Brian De Palma porzucił słoneczne Miami na rzecz umiarkowanego Chicago. Czy ta zmiana wpłynęła również na atmosferę produkcji? Zdecydowanie tak – Nietykalni są znacznie bardziej wyważonym dziełem i choć akcji w nim nie brakuje, to w tym wydaniu przysłużyła się ona raczej efektywności, aniżeli efektowności filmu (w porównaniu do Człowieka z blizną). Tym razem opowiadanie przybliża nam dzieje agenta FBI Eliota Nessa, który tworzy oddział specjalny przeznaczony do zwalczania przekrętów Ala Capone. Wyraźna nutka kina sensacyjnego dodatkowo podkreśla napięcie obecne przy tego typu przedsięwzięciach (np. pamiętna scena strzelaniny na dworcu kolejowym). Co się tyczy natomiast gry aktorskiej, to niech za gwarancję jakości posłużą nazwiska, jakie pojawiły się w filmie – Robert De Niro, Sean Connery oraz będący w formie Kevin Costner. De Palma ponadto starał zaangażować w niniejszy projekt Marlona Brando, jednak jego plany spaliły na panewce. A szkoda, gdyż jego obecność przysłużyła by się zapewne zarówno produkcji, jak i samemu Brando…
https://www.youtube.com/watch?v=QJpRSf4q-hI
W tym miejscu pozostawiamy wam czytelnikom możliwość opowiedzenia się po stronie produkcji Howarda Hawksa lub Briana De Palmy. Oba filmy są istnymi majstersztykami w swoim gatunku. Oba opowiadają historię uniwersalną, lecz niezwykle wyrazistą oraz mogą pochwalić się dwiema znakomitymi kreacjami głównych postaci (Paul Muni oraz Al Pacino). Na korzyść wersji z 1932 roku przemawia fakt, iż w swoim czasie zapoczątkowała ona nowy kierunek w tworzeniu kina gangsterskiego, natomiast De Palma odważnie przeniósł czas i miejsce akcji do współczesnego Miami, a postać Włocha zastąpił Kubańczykiem (choć wszelkie splendory za tę decyzję należą się Sidneyowi Lumetowi). Dziś nie ma człowieka, który nie znałby Człowieka z blizną, i choć częściej wymienia się młodszą edycję, to nie wolno zapominać, gdzie to wszystko miało swój początek.
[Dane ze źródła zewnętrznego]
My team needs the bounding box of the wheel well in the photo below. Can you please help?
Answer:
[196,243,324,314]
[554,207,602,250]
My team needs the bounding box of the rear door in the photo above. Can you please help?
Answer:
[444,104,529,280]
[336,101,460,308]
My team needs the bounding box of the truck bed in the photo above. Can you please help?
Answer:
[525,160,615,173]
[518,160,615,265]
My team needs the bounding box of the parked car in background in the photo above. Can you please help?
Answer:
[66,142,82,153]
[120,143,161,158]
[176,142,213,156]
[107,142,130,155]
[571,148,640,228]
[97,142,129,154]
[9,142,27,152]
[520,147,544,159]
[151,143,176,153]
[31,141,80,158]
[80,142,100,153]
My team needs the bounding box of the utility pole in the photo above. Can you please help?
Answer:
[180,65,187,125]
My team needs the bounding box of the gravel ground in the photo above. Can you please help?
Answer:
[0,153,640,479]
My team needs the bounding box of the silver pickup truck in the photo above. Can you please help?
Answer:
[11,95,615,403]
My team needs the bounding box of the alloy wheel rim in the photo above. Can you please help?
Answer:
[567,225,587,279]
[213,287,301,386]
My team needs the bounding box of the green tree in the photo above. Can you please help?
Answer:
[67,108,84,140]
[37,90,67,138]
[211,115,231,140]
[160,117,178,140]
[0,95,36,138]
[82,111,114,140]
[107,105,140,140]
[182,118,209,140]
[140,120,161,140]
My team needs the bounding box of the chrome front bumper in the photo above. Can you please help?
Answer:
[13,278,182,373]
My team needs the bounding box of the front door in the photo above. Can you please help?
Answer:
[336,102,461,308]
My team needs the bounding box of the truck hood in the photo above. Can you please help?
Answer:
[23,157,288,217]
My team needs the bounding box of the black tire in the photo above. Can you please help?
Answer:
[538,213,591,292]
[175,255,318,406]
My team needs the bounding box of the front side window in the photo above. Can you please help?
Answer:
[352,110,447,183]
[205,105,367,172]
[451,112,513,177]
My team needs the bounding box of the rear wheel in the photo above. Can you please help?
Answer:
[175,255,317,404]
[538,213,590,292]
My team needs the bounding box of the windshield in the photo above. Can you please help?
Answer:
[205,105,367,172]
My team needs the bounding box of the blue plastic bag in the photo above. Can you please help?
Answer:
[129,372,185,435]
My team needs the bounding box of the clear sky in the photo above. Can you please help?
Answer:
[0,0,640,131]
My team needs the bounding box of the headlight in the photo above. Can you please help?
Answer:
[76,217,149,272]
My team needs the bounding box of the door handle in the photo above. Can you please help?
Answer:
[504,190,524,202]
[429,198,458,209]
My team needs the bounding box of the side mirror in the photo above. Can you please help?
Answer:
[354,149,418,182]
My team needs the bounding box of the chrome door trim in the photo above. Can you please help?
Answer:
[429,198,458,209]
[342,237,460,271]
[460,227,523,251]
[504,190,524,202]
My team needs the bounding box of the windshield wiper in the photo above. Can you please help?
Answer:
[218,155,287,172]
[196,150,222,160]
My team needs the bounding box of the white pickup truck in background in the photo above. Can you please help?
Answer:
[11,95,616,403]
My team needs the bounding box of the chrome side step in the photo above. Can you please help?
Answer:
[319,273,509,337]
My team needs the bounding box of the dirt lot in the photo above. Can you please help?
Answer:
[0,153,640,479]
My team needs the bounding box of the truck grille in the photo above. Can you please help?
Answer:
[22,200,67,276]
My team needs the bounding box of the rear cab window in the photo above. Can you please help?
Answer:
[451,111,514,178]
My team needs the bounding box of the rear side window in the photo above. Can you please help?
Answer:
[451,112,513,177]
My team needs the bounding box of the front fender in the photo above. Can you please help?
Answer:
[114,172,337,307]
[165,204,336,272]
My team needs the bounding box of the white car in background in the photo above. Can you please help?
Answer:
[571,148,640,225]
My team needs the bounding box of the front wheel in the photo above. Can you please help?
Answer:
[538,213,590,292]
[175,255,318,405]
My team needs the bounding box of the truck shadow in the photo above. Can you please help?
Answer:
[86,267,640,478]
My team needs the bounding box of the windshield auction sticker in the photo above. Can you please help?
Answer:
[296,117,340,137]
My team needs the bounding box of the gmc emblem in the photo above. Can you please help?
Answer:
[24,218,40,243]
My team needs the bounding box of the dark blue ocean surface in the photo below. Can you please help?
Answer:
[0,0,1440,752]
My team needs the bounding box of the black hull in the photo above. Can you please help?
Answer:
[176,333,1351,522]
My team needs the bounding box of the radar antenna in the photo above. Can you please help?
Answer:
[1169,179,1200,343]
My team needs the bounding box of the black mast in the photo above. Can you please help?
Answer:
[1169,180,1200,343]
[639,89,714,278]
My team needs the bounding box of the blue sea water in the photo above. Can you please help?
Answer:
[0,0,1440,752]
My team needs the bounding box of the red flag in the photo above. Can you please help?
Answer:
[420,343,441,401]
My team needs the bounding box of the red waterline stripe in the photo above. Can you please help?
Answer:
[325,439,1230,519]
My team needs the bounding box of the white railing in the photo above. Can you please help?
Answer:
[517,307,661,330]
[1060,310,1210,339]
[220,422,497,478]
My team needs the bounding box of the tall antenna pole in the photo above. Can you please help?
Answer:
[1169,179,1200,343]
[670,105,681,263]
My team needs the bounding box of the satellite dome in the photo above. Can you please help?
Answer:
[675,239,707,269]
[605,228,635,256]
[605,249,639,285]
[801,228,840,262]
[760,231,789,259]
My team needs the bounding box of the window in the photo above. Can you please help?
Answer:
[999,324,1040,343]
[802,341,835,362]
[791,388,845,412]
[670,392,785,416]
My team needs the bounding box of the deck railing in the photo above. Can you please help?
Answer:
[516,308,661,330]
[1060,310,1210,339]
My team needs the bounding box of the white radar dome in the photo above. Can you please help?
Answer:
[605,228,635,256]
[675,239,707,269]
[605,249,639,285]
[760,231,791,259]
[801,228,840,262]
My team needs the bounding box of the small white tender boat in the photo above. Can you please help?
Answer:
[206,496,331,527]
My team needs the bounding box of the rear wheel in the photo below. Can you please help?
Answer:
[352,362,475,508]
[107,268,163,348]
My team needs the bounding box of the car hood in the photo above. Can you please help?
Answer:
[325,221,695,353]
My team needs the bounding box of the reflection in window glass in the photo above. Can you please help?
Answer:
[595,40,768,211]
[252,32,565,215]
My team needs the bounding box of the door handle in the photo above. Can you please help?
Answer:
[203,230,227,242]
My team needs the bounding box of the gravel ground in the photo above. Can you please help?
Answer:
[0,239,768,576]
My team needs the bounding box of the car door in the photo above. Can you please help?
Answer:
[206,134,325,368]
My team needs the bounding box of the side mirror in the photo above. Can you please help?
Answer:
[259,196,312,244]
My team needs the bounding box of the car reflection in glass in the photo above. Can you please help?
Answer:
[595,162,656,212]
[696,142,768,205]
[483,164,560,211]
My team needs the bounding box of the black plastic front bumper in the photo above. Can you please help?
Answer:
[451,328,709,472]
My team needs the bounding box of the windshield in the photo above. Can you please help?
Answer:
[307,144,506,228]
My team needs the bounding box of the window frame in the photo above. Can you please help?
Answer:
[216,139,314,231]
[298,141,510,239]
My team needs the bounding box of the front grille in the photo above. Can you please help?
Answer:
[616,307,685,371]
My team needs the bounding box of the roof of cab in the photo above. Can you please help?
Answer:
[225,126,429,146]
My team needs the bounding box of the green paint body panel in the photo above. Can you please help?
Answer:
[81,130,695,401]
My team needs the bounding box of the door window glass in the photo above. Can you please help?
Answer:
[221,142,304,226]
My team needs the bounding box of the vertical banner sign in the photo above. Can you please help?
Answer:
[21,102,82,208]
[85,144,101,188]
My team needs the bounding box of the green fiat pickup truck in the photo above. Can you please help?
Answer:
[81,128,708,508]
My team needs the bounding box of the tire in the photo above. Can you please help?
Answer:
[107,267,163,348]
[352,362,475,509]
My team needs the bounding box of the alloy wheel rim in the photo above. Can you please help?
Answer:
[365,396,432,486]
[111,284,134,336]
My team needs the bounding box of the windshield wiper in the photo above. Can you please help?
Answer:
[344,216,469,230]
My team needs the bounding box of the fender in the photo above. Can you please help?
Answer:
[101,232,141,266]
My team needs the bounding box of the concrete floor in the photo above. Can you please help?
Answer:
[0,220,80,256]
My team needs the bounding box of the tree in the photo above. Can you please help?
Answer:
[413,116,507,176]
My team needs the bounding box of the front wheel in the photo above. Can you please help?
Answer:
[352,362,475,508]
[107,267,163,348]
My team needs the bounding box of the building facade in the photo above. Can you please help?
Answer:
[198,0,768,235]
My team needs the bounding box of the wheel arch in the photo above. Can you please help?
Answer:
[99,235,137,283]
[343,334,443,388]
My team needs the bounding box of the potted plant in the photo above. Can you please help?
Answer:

https://www.youtube.com/watch?v=a_z4IuxAqpE
Trzecia już, po Wściekłym Byku oraz Chłopcach z Ferajny, współpraca wielkiego trio Scorsese-de Niro-Pesci, i jakże owocna. Tym razem opuszczamy nowojorskie dzielnice i przenosimy się do raju hazardzistów – Las Vegas. Znowu de Niro gra pierwsze skrzypce w filmie Scorsese, racząc nas kolejną wyśmienitą kreacją. Wciela się on w Sama Rothsteina, będącym naszym przewodnikiem po tym jakże kolorowym, kipiącym życiem mieście grzechu. Lokalni mafiozi powierzają mu misję kontrolowania najbardziej dochodowych kasyn, w czym pomaga mu Nicky Santoro, świetnie wykreowany przez równie wspaniałego Joego Pesci. Wszystko zaczyna się psuć, kiedy poznaje Ginger, brawurowo zagraną przez niesamowicie piękną i uwodzicielską Sharon Stone. Styl Scorsese w Kasynie jest widoczny już od pierwszych sekwencji – narracja, dbałość o szczegóły, sceny nie pozbawione brutalności oraz jakże szczodra ilość wulgaryzmów to dokładnie to, do czego ten pan nas przyzwyczaił i znowu robi to z klasą.